Growing Numbers of Yankees Discovering Nashville

Growing Numbers of Yankees Discovering Nashville

Kerry Graham, CEO of Nashville ad agency Bohan, nudges a visitor: “Elvis is in the building.”
Technically, he was outside the Tennessee city’s Ryman Auditorium, the morning sun glinting off his rhinestones and full dark sideburns on a late September day. It’s part of the paradox that is Nashville — an Elvis wannabe touring an auditorium that was originally home of the Grand Ole Opry but now also plays host to the likes of Billy Idol, Counting Crows and Rob Thomas.

Nashville is known as Music City and wears that mantle proudly, but this town wants you to know it’s about more than, as one local pundit put it, “big hair, belt buckles and boots.” The area is also home to about 25 ad agencies, marketers like Mars Petcare, Nissan (Anne McGraw, who runs the automaker’s global digital marketing, was recently elected to the local school board), Cracker Barrel, Dollar General Corp., Genesco, Tractor Supply Co. and more.
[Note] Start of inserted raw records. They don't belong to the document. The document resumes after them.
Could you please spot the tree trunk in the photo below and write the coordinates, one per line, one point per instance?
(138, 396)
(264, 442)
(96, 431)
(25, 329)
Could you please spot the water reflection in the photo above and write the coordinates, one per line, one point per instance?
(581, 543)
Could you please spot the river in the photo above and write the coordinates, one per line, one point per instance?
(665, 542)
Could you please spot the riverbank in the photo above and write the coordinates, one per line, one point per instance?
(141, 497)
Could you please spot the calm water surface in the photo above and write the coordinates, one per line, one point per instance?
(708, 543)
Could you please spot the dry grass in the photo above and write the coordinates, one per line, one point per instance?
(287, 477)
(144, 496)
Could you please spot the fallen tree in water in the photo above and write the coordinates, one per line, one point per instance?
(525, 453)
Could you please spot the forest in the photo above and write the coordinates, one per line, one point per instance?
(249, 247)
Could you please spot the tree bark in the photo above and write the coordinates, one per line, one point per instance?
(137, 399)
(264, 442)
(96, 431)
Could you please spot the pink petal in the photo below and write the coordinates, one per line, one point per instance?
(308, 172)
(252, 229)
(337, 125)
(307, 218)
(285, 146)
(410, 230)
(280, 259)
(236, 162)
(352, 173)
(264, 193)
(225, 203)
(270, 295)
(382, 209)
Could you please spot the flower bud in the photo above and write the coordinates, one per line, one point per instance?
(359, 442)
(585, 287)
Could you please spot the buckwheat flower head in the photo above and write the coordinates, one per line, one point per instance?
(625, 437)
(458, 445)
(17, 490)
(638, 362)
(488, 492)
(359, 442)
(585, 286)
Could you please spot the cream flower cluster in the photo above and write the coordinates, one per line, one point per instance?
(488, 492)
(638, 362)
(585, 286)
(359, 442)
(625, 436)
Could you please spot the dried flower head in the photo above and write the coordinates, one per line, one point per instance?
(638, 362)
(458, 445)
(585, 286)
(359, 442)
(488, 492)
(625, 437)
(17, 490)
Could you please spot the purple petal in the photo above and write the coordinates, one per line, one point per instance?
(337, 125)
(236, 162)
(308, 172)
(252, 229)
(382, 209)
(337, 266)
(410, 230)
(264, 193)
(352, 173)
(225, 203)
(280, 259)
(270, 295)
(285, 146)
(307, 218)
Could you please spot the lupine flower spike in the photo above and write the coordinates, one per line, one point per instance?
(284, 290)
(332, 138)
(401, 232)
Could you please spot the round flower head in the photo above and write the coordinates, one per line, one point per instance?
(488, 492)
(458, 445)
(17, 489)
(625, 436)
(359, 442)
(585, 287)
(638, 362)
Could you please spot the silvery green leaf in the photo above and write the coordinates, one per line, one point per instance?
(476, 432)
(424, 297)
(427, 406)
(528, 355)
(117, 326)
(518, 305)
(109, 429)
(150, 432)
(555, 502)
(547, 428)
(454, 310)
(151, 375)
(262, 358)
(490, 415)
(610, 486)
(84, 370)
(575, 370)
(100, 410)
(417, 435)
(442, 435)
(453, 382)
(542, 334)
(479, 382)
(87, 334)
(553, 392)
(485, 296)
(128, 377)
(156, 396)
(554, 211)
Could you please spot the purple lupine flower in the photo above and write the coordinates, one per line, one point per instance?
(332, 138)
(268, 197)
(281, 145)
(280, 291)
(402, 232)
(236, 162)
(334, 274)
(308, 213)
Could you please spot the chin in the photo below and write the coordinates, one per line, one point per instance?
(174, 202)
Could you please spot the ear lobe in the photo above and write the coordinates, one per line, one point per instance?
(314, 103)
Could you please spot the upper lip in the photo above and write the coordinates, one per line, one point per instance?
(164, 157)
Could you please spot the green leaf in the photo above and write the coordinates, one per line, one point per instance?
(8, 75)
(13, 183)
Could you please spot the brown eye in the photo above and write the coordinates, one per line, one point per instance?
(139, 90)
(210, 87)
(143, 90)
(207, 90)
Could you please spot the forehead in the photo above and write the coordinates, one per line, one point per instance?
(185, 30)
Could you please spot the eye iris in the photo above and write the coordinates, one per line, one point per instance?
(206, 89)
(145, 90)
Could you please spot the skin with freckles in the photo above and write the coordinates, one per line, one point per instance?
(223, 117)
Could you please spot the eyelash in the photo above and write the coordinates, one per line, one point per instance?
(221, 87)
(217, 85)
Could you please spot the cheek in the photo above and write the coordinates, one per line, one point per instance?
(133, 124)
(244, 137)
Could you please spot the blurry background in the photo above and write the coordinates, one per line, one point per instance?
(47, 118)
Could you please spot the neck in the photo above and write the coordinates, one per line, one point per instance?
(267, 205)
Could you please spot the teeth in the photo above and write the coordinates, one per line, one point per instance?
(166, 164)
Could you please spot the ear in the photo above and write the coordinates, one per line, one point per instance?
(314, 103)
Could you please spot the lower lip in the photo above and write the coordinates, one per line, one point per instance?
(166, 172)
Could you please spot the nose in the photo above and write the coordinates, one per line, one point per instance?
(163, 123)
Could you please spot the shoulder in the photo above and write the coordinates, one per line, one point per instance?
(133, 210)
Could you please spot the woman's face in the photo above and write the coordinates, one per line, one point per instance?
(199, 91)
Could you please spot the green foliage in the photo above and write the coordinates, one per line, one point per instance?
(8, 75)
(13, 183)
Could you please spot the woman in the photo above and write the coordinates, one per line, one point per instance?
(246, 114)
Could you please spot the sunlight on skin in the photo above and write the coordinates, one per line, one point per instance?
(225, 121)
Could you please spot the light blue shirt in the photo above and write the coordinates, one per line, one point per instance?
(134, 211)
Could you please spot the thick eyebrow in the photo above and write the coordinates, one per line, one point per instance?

It’s also host to a burgeoning tech and fashion scene.

Country icon Garth Brooks calls it “a small town in a big city and a big city in a small town.” If so, it’s a boomtown: New construction is inescapable. There are so many building sites in Nashville that there are T-shirts portraying its skyline crammed with cranes.

CNN named it one of the Top 10 fastest-growing cities last year and said 82 people move to Nashville every day. This has caused a bit of a housing crunch downtown and raised rents in hot districts like The Gulch, where a one-bedroom apartment can run as high as $1,800 a month, double the norm for the region. It’s also causing traffic snarls that can reach New York levels.

Migration last year accounted for 65% of the population growth, according to The Tennessean, and that is evident from talking to residents in the marketing and ad industries here. Populating two of the city’s more prominent shops, Bohan and hometown rival Buntin, are transplants from markets like San Francisco (Pereira & O’Dell and Goodby Silverstein & Partners); Seattle (Wong Doody); Chicago (Leo Burnett); Richmond, Virginia (The Martin Agency); and elsewhere.

“Nashville has caught a tailwind,” said Jeffrey Buntin, president-CEO of the eponymous agency with deep Nashville roots — his father founded the shop, which today contains a firepole that employees sometimes use as an alternative to stairs, in 1972. “When I had a conversation with a candidate eight years ago, it was a lot different than today,” Mr. Buntin said. “Now I have people coming in saying, ‘I want to be in Nashville.'” Buntin says it is the city’s largest agency, with 150 staffers and $130 million in annual billings spread across clients including Trex, Perkins Restaurant, Chinet and John Deere.